A majestic tale.
"This is a celebration of individual freedom, not of homosexuality. No government has the right to tell its citizens when or whom to love. The only queer people are those who don't love anybody." Feminist Rita Mae Brown (1982, about the opening of the Gay Olympics in San Francisco)
It's time for America to face the fact that gay life is an integral part of diverse American life. No better vehicle for certifying that alliance is film and its best picture of 2005, Brokeback Mountain. Ang Lee's majestic tale about two lonely cowboys who find love in the wilds of Wyoming during endless nights of shepherding couldn't be a better introduction to gay love for those of us who avoid the subject out of sheer ignorance or outdated notions of the right way human beings should mate. The film, however, could be enjoyed for the stunning photography of Alberta, which lends a lyricism to the story, a grandeur that raises the conflicts to the level of high nature, where prejudice and betrayal have no place.
It's been more than 50 years since Nicholas Ray's Johnny Guitar hinted that cowboys were not all Marlboro men nor wanted to be; Brokeback takes less than a half an hour to entangle its protagonists in the bedding of a small tent. The entanglement of the rest of their lives is the purview of the rest of the film, which like that love scene, carefully reveals the layers of prejudice, outside but mostly within themselves, that they must struggle with to find emotional peace.
You can see that sex has not been an essential ingredient of this film; rather Lee shows the painful longing that hiding love brings, the disorientation it offers to the wives who may or may not know the double lives of their husbands but who suffer with their husbands the dislocation of emotions that reach for permanent and proprietary status. But this is as modern life should be portrayed with people leading productive lives while dealing with hidden powers of love bursting to be born. Remains of the Day expresses the same theme but in a wholly different setting and without sex to mess things up.

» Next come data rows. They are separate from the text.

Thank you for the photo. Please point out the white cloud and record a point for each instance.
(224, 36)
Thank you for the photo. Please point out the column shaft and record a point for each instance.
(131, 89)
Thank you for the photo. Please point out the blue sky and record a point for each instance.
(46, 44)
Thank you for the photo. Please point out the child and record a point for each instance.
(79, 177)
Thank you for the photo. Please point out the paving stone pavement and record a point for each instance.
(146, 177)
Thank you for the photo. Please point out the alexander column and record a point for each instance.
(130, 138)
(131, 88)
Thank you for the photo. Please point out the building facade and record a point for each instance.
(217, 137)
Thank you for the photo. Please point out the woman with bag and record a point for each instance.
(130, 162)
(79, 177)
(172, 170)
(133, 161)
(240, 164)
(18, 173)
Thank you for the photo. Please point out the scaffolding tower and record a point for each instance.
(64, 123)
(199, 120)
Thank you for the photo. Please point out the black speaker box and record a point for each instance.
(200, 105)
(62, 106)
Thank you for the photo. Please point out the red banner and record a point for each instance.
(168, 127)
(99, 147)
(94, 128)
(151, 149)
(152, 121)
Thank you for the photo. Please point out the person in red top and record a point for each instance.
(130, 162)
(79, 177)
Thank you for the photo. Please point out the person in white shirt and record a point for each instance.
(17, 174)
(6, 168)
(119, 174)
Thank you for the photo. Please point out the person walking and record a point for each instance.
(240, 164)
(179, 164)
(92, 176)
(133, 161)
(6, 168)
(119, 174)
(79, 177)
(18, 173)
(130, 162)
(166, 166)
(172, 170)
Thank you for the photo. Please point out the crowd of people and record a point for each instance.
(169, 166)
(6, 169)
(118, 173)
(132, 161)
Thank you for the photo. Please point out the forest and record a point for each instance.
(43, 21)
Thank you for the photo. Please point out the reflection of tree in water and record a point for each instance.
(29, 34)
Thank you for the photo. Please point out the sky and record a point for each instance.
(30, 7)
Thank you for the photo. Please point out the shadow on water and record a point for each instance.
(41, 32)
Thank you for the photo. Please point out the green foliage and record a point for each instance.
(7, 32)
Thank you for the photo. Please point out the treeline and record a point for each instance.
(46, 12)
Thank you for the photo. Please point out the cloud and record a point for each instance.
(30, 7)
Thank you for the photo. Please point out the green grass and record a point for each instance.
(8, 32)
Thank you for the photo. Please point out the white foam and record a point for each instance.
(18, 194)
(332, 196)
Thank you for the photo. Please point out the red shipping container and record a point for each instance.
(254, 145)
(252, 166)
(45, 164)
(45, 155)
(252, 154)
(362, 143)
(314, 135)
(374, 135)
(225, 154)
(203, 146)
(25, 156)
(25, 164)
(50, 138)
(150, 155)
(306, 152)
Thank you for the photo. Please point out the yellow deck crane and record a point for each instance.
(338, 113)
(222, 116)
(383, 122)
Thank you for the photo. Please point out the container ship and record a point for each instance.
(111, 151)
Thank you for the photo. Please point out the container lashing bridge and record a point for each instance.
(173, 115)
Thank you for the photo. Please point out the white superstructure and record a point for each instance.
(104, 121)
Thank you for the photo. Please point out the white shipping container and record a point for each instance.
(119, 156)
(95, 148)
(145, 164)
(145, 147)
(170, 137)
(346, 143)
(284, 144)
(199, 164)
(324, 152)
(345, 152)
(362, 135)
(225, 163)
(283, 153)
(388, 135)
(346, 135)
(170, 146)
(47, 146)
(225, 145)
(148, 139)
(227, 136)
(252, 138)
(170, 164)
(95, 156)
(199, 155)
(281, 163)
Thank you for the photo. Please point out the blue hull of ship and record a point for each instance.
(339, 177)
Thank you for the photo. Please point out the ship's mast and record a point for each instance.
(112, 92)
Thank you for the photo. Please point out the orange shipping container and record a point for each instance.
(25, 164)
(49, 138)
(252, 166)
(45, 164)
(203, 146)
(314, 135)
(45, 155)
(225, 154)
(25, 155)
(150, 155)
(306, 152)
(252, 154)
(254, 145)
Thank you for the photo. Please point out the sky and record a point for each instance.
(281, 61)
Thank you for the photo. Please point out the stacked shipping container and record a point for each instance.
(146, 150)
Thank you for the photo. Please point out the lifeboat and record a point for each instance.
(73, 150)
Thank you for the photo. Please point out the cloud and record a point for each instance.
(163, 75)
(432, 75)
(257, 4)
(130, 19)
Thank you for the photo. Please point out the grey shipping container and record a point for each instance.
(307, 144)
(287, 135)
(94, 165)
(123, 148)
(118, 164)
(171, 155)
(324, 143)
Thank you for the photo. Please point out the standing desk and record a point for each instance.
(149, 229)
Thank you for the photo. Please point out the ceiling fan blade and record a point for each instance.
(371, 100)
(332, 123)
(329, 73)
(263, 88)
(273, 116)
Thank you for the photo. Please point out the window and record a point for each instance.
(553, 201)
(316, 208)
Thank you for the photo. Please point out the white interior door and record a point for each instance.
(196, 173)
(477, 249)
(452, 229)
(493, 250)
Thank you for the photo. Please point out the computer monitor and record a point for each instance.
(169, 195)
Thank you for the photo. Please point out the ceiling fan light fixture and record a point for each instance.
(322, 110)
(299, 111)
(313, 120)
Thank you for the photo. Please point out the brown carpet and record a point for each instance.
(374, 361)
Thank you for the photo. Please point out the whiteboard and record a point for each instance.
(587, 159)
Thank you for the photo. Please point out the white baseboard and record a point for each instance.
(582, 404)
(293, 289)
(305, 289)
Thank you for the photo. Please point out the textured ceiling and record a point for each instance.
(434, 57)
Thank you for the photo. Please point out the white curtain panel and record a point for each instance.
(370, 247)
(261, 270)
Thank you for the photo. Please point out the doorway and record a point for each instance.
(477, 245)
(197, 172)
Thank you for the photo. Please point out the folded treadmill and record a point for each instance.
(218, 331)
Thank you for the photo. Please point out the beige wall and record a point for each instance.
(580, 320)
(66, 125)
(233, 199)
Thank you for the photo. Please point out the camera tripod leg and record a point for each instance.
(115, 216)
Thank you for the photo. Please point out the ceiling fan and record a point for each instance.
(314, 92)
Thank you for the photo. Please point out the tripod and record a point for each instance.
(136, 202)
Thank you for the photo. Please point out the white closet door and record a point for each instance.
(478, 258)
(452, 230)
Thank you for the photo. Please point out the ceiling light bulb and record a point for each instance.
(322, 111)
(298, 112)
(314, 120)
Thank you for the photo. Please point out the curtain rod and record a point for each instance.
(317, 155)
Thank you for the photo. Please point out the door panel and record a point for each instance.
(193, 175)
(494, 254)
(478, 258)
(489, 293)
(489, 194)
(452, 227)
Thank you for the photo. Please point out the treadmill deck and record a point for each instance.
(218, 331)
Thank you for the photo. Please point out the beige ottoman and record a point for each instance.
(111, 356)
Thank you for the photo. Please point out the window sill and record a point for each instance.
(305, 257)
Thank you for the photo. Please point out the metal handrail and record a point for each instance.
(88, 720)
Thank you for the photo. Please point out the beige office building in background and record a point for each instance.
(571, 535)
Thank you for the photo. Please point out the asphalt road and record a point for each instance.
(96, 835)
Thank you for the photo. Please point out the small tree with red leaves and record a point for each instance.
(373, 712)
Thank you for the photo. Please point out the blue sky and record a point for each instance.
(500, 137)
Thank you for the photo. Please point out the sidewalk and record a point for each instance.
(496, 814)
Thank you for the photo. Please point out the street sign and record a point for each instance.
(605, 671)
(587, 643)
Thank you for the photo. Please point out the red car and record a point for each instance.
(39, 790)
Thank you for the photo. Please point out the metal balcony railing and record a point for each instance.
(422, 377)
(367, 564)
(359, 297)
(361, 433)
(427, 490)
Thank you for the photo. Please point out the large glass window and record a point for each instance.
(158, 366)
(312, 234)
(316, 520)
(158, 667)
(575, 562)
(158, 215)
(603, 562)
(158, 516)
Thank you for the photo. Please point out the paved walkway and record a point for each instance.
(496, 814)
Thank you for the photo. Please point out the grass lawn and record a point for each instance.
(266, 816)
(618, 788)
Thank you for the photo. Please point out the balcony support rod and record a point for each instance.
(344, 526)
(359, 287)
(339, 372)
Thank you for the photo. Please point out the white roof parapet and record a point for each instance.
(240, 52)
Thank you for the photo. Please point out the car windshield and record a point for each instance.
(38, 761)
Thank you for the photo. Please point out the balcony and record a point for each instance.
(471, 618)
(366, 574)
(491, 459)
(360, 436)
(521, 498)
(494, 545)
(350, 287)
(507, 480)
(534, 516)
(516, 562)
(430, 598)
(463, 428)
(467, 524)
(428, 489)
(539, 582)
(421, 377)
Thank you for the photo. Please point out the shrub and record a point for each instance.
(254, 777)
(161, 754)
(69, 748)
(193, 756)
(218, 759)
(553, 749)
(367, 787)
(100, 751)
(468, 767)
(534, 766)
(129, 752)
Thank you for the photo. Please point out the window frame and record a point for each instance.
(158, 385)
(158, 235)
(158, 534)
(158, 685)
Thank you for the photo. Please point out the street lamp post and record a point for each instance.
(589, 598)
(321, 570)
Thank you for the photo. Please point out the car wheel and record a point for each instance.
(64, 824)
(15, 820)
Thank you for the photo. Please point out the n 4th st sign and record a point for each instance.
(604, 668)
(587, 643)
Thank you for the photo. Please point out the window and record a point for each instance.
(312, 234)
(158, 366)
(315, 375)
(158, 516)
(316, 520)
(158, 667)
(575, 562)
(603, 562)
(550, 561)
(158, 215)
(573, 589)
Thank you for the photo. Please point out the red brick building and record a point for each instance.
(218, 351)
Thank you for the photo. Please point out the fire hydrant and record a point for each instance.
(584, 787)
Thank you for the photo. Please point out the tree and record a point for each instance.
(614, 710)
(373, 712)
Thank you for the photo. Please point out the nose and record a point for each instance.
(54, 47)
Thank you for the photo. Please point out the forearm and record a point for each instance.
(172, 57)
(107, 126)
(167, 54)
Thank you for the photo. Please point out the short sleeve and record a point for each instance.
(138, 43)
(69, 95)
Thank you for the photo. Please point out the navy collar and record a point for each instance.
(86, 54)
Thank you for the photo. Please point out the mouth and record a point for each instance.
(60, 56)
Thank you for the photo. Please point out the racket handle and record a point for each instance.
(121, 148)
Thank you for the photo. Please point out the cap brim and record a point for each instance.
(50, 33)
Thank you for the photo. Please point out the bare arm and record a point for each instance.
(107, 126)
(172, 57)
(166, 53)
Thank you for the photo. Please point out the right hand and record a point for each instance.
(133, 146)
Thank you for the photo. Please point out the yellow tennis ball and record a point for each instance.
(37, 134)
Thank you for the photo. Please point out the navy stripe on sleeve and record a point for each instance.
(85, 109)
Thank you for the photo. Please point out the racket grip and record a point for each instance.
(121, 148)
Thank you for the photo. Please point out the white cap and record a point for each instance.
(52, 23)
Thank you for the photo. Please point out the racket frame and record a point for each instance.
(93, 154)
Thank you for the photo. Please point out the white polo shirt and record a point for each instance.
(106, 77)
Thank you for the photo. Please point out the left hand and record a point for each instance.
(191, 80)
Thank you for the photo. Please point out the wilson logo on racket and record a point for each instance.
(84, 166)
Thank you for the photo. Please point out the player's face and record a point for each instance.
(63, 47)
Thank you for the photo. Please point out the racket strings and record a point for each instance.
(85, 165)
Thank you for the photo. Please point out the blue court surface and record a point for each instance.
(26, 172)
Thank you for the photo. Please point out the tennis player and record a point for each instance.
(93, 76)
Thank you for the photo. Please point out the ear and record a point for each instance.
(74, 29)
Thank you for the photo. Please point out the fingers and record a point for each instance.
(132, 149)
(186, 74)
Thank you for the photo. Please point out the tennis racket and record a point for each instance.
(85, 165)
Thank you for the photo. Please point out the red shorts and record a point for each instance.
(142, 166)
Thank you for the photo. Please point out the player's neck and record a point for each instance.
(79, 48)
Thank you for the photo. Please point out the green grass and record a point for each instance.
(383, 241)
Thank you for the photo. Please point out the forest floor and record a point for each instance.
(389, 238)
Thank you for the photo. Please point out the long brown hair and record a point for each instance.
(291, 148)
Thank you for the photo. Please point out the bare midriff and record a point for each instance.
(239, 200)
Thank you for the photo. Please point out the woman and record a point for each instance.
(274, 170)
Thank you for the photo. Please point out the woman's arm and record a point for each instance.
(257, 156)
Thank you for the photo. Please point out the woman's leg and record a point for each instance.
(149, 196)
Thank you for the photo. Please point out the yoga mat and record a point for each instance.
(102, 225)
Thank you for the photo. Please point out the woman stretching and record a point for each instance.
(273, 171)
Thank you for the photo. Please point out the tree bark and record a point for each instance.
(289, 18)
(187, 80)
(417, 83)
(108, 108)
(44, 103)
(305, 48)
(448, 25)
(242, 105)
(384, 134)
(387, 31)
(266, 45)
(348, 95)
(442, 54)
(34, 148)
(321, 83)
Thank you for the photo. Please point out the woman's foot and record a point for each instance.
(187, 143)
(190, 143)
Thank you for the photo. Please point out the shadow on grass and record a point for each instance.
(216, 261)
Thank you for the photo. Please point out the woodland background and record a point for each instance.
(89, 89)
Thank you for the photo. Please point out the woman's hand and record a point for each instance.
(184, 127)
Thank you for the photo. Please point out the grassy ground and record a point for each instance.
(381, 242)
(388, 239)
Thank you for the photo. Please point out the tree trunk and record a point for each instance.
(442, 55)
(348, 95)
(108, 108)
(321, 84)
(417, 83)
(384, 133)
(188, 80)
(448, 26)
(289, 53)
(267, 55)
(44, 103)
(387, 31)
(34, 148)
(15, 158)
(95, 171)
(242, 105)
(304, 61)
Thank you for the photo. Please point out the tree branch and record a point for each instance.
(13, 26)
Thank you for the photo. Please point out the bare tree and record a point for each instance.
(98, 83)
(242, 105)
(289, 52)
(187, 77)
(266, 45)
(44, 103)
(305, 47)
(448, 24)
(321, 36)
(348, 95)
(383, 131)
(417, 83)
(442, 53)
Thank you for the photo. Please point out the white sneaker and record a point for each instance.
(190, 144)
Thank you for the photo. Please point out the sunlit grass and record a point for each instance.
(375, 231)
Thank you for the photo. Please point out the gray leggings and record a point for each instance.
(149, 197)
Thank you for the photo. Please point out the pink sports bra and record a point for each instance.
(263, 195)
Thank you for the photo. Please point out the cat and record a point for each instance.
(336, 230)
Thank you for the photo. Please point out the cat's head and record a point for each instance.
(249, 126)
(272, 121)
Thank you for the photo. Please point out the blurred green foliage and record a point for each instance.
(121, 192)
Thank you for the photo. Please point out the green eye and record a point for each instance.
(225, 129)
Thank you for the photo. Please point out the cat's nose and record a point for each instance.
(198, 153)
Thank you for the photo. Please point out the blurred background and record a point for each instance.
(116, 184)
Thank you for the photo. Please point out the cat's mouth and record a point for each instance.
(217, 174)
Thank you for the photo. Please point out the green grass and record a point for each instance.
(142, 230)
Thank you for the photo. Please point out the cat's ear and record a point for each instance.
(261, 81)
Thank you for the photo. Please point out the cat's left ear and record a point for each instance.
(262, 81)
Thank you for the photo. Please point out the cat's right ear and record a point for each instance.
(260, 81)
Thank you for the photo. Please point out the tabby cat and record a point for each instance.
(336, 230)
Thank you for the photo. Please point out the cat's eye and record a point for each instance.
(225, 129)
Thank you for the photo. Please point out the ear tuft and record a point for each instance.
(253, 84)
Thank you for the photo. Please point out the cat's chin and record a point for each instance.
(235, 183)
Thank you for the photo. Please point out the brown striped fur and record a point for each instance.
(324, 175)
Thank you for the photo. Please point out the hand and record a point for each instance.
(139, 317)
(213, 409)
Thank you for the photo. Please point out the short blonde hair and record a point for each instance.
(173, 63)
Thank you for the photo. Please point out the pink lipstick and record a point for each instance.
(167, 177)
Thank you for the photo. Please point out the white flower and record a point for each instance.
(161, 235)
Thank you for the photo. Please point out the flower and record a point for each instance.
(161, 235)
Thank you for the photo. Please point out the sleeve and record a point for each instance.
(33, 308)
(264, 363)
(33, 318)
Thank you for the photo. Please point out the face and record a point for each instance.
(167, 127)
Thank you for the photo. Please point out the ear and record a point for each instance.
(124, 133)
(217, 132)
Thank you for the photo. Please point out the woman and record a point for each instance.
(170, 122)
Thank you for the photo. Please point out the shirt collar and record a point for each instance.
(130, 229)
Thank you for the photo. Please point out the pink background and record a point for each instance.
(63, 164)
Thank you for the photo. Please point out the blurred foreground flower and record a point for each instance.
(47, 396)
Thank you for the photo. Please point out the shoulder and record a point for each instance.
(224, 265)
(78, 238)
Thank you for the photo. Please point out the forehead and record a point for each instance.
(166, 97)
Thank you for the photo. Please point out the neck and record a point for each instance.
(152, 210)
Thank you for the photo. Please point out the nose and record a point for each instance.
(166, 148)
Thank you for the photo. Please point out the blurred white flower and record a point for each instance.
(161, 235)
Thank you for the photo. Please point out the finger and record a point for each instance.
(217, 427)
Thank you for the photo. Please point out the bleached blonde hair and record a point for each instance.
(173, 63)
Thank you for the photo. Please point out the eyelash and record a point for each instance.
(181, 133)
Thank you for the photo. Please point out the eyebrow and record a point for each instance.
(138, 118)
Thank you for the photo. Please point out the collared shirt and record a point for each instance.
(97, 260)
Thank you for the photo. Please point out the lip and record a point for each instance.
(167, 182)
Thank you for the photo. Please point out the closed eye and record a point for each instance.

Lee's reverence for this complexity reminds me of the celluloid closet atmosphere in such movies as Howard Hawks' Red River (1948) with John Wayne. The latent homosexuality between cowboys Matt (Montgomery Clift) and Cherry (John Ireland) is hinted at when Cherry, handling Matt's gun, says to Matt, "You know, there are only two things more beautiful than a good gun: a Swiss watch or a woman from anywhere. You ever had a Swiss watch?" And that's about as much as we got almost 60 years ago. Thank goodness for the openness of modern times.